In other words, they propose an approach where the seller offers value by working together with the buyer to build a solution, or offer a product, that solves a buyer’s specific problem.
Given how much I liked the book, I decided to grab a copy of Altman’s Upside Down Selling.
It’s hard to tell which of the two books came first. It looks as though they were being written at the same time. Upside Down Selling was published in January 2014, and Same Side Selling was published in March 2014. Based on the content it’s not a surprise. Upside Down Selling is more or less a summary, or Cliffs Notes version of the ideas presented in Same Side Selling.
That’s not to say that Upside Down Selling isn’t good. If you haven’t read Same Side Selling and want to get a quick overview of Altman’s concepts, then you’ll want to get yourself a copy. At approximately 50 pages, it’s a quick read. You’ll walk away with a lot of practical ideas that you can implement in your business right away. If you like what you read there, then you can pick-up Same Side Selling and do for a deeper dive. Personally, I’d recommend jumping straight into Same Side Selling and then using Upside Down Selling as a reference book anytime you want to refresh your memory of the concepts or tune up your sales processes.

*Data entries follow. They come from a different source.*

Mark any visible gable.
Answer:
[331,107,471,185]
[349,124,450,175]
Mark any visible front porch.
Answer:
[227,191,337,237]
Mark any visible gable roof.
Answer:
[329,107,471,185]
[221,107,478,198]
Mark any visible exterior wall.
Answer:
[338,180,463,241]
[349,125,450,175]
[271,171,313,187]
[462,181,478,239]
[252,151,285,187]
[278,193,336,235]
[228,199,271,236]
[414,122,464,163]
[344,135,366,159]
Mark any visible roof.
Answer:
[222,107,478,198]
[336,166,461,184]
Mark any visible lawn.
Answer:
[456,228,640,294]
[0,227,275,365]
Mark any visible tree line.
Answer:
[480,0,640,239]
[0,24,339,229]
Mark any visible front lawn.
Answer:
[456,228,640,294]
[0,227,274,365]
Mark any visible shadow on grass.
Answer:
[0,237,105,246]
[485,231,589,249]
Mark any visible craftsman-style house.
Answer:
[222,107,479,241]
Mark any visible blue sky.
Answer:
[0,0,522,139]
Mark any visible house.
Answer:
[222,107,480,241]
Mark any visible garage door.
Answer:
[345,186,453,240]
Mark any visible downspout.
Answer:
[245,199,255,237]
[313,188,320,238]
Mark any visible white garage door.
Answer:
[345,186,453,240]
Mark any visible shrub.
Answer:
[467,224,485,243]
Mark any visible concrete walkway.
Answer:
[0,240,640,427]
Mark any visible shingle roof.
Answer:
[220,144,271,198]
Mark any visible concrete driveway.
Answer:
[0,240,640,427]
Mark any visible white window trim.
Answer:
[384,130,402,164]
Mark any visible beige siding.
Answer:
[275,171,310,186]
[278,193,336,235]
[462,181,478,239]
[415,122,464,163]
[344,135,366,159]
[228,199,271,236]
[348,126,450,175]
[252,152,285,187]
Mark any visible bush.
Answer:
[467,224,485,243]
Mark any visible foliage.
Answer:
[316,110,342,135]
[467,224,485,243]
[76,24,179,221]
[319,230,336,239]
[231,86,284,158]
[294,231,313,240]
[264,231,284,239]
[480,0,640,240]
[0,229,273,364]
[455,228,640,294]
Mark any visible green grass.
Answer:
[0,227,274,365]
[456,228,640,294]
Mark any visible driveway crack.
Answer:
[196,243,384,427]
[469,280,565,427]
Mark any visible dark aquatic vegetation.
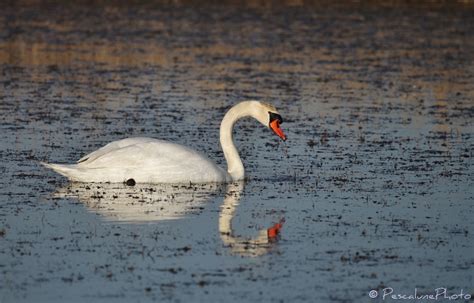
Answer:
[0,1,474,302]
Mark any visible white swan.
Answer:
[42,101,286,183]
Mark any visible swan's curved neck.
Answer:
[220,101,262,181]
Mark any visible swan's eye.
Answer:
[268,112,283,124]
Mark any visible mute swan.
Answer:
[42,100,286,184]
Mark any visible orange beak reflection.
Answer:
[270,120,286,141]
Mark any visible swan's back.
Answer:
[47,138,230,183]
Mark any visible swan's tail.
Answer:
[40,162,77,180]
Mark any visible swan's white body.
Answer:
[43,101,284,183]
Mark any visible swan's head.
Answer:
[255,102,286,141]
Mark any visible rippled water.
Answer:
[0,1,474,302]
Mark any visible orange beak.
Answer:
[270,120,286,141]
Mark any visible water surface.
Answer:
[0,1,474,302]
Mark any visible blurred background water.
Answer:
[0,1,474,302]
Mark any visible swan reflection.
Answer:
[219,182,275,257]
[55,181,282,257]
[56,183,225,223]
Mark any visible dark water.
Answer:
[0,1,474,303]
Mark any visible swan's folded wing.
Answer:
[77,137,153,163]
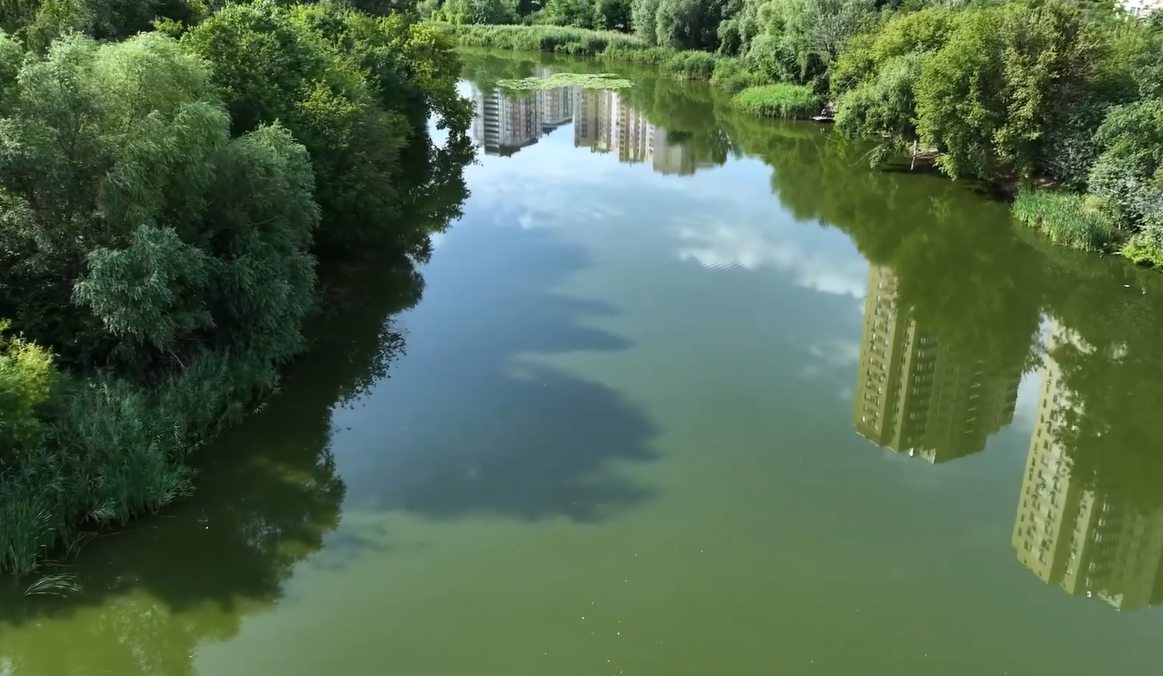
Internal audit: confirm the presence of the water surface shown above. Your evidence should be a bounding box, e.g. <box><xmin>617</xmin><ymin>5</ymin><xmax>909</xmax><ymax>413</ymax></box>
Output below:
<box><xmin>0</xmin><ymin>52</ymin><xmax>1163</xmax><ymax>676</ymax></box>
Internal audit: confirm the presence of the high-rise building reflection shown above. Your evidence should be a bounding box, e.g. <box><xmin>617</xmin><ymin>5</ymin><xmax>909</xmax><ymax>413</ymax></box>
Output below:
<box><xmin>1013</xmin><ymin>322</ymin><xmax>1163</xmax><ymax>611</ymax></box>
<box><xmin>472</xmin><ymin>74</ymin><xmax>714</xmax><ymax>176</ymax></box>
<box><xmin>852</xmin><ymin>265</ymin><xmax>1020</xmax><ymax>463</ymax></box>
<box><xmin>573</xmin><ymin>90</ymin><xmax>714</xmax><ymax>176</ymax></box>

Even though I’m not going to put Upside Down Selling on my Must Read list, I’m still a huge fan of Ian Altman’s ideas and concepts. It embodies my philosophy of sales. It’s not about learning techniques that get the customer to sign on the dotted line. Sales is about delivering a service or product of value to your customers. When you deliver value, you don’t need fancy closing techniques to secure business. You just need a good marketing strategy to get the word out about the value you offer to your target client base. And as you would expect, Altman offers up concepts and ideas to help there, too.
If you’re not convinced, pick up Upside Down Selling to get a taste of his work. You won’t regret it, especially if you’re starting up a business, building a business, or making a living in sales.